With: Michael Fassbender, Carey Mulligan

Running time: 100 minutes

SEVERAL disco classics adorn Steve McQueen's drama about sex addiction. Fittingly so, because it is a disco kind of tale – nicely flashy and deliciously trashy. It is also, on close inspection, about as deep as a puddle. If Studio 54 in its heyday made films, they might have looked like this.

Since the director here is Steve McQueen, visual artist and the helmer of Hunger, there is a lot of class as well as sass. Particularly from the lead actor, Michael Fassbender. The Irishman strides through the film so confidently, and with such elan despite the often lurid material, he leaves the film covered in glory. This contrasts with the way he spends a significant part of the picture, which is covered in not very much at all.

With a script by Abi Morgan (The Iron Lady) and McQueen, Shame is the story of a sex addict, Brandon Sullivan (Fassbender).

Funny old affliction, sex addiction; you never hear of ugly, poor people suffering from it. Brandon is meant to be more of an Everyman sort of sex addict. He works in an office in New York, earning enough to keep himself in cashmere overcoats and vinyl records. His flat is all chrome and shiny surfaces, and spotlessly clean, unlike his conscience. Brandon, we soon learn, is addicted to dirty, furtive sex with strangers, and lots of it. Like him, these strangers scrub up well.

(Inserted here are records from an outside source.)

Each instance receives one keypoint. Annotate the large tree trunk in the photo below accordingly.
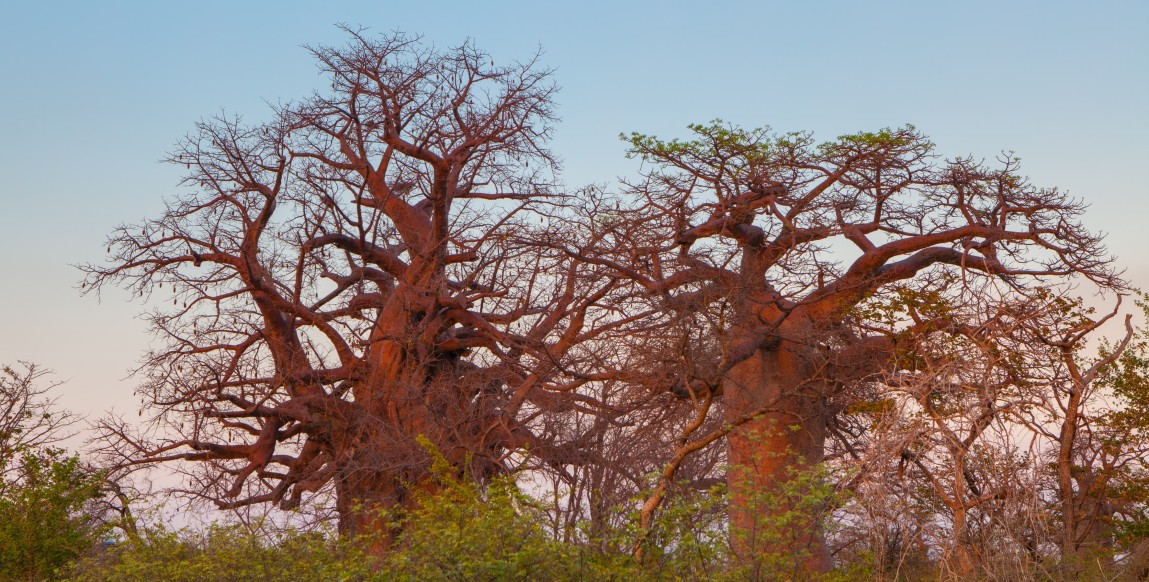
(770, 456)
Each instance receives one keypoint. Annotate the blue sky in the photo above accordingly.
(92, 94)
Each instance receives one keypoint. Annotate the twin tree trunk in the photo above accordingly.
(775, 505)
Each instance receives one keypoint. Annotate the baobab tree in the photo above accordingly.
(784, 240)
(353, 281)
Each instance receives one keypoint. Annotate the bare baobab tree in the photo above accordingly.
(354, 280)
(783, 240)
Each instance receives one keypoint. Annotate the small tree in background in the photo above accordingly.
(44, 491)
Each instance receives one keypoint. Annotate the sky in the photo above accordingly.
(93, 94)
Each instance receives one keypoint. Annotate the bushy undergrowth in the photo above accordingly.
(462, 533)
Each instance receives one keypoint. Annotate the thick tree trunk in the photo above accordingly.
(769, 455)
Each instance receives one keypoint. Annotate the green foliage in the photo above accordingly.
(43, 522)
(225, 553)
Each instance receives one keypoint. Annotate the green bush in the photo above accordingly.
(43, 522)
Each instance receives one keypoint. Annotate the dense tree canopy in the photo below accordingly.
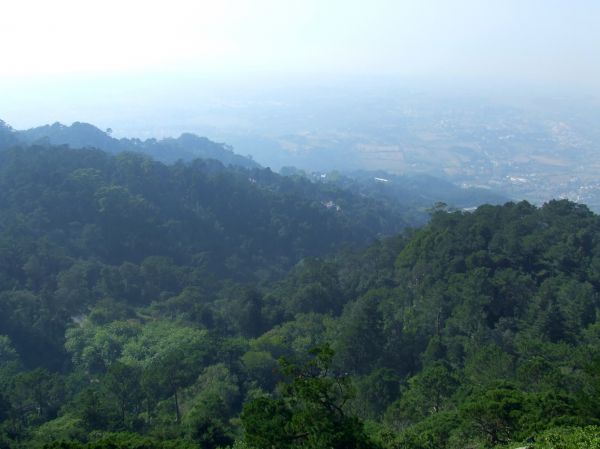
(145, 305)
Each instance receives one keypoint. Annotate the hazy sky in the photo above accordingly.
(546, 39)
(50, 46)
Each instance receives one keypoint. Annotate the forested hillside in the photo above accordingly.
(193, 306)
(79, 135)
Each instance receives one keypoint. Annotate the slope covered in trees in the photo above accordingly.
(83, 135)
(145, 305)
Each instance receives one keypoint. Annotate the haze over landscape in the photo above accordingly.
(300, 224)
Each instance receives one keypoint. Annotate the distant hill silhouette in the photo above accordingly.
(84, 135)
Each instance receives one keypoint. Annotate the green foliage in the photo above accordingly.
(309, 412)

Brandon is having a high old time, but secretly loathing himself for it, until the evening his sister Sissy (played by Carey Mulligan) rocks up. With a hint here and a glance there, Brandon's past begins to surface, and his addiction, hitherto manageable, begins to worsen.

This is the weakest part of the film, with McQueen and Morgan trying to suggest there are layers upon layers to Brandon and Sissy, some explanation for the way they behave, but it's not terribly coherent or convincing. The story seems like an afterthought, the last thing that was attended to after the look of the film and the lead performances were sorted out.

Both the visuals and the performances are outstanding, however. Though shooting one of the most photographed cities in the world, McQueen manages to show it in a new light. This is a New York of neon greens and concrete greys, a city where the drop dead glamorous nestles next to the grubby. The old place has rarely looked so nice and sleazy.

Mulligan does her usual small but beautifully formed turn as Sissy, taking a rather cliched character, the kooky, vulnerable, Monroe-esque blonde, and turning her into something far more nuanced. She also gets to show her singing skills, with a version of New York, New York as you've never heard it before.

Fassbender remains the film's centre of attention. McQueen directed him to one of his finest performances in Hunger, a portrait of Bobby Sands, and he does so again here. With those leading man, lupine looks of his, Fassbender could have made the character look like the jammiest dodger in the world. Instead, Brandon genuinely seems more like a man in agony rather than ecstasy.

The film is an 18 certificate, and means it. Not one to watch with mother, unless she is very broad minded, or even if she likes her dramas with a bit more substance than is to be found here. But if you're in the mood for a glitterball experience at the movies, let those little town shoes stray in Shame's direction.